Some of the big events may spill over into chapter six, the writing of this chapter will reveal if I need to spread out the narrative to cover more ground; I certainly don’t want to cram things into one chapter for convenience. The story needs room to breathe and unfold.

The next few chapters I have written parts of in the past and I will work these pieces of writing in with new work as I go. Working in this way is slow at times as I stop and start to accommodate what I want to include along with what I newly create. It’s helpful for me to keep this in mind as the slow progress can be hard to push through at times but I have found the results, being how much work I get done, worth it.

A wee epiphany

I dropped the ball there for a few days but not for lack of trying to keep it in play. No excuses, just the facts, I’ve been busy with other things. Time for writing has become sparse, it is not non-existent though. I have written, I’ve crossed the halfway mark in chapter four nearing 3000 words. The pressure of less time made my last sitting to write seem easier than the ones before. In the meantime my challenges writing this chapter have been playing on my mind causing me to have a wee epiphany. I kept cycling over where I was up to and what I had written and kept thinking that I had missed something. Then it came to me. Motivation, my protagonist’s drive that is beyond words. The unspoken subtext, thoughts, comparisons, and the self-referencing that all of us experience, that forces our hand in life. Why does anybody do anything? Because they can is a likely answer but there are many other unfathomable reasons as to why choices are made. Personal, subconscious and determined by an individual’s origins.

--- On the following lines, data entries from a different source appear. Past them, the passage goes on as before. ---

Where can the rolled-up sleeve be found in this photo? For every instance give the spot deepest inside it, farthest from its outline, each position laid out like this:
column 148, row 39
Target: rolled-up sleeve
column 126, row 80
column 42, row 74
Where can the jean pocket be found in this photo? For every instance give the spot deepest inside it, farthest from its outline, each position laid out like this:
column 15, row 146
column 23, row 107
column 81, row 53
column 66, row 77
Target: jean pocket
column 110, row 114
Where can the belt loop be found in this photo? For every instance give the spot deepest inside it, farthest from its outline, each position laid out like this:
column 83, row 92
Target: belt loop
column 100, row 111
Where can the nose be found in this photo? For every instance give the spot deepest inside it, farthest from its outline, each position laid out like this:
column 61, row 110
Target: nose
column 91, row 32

With this in mind I went back over what I had written in chapter four to date and added symbolism, imagery and small happenings that addressed ‘the why’ or motivation in an indirect way. The subtext is as important as the text.

I didn’t add big sections or seek to make the profound out of the simple. I wanted to weave an extra thread through the fabric of the story to bring it all together as a whole piece. My intention was to stick with the ‘less is more’ ethos but it did need a little more.

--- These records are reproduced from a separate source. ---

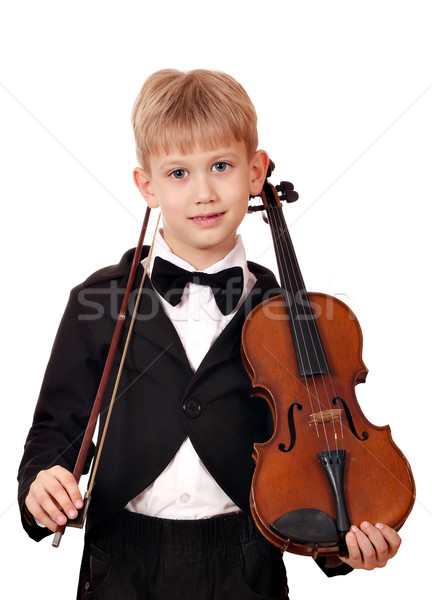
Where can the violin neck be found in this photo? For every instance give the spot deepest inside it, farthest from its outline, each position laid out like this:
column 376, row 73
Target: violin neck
column 309, row 349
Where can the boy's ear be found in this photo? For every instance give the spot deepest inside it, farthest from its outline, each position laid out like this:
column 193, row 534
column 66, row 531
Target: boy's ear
column 258, row 171
column 143, row 183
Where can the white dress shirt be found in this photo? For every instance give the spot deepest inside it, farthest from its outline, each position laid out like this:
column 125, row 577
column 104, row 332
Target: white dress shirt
column 185, row 489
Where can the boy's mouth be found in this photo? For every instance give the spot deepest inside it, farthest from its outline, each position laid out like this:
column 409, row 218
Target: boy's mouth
column 209, row 219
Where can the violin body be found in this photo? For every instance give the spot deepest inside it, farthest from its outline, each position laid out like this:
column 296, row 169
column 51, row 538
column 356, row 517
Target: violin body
column 325, row 466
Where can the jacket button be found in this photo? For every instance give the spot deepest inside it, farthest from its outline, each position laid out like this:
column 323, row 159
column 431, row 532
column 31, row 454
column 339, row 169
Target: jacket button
column 192, row 408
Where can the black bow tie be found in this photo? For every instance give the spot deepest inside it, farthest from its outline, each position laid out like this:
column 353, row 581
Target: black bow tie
column 170, row 280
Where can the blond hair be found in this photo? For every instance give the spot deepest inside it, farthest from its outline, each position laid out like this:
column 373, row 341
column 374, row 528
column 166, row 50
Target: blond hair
column 184, row 111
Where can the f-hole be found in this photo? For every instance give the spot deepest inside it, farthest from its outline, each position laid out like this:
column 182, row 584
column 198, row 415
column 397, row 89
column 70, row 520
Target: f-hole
column 291, row 426
column 365, row 434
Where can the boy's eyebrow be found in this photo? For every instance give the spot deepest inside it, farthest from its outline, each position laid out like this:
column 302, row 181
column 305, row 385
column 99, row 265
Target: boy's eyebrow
column 217, row 154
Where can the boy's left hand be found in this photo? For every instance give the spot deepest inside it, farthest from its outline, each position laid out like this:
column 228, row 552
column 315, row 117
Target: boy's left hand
column 370, row 546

A new character has been introduced to the story and the protagonist which is a turning point that foreshadows what is to come. Writing that I had done previously on this moment of meeting has worked in nicely with what I have newly written in. Leading up to this new character has taken the protagonist, along with my imagination, into a new realm of the story. The gears are shifting in my creative process.

The next few chapters have large sections already written that I will pull apart to re-edit in with new work. This is playing on my mind as a distraction; anticipating what is to come detracts from where I am at. Knowing this is helpful to acknowledge when I am distracted jumping ahead with ideas and maybes instead of being focused.

So back to keeping the ball in play.

I’ve got to keep my mind on the ball and my eye on the game, or something like that.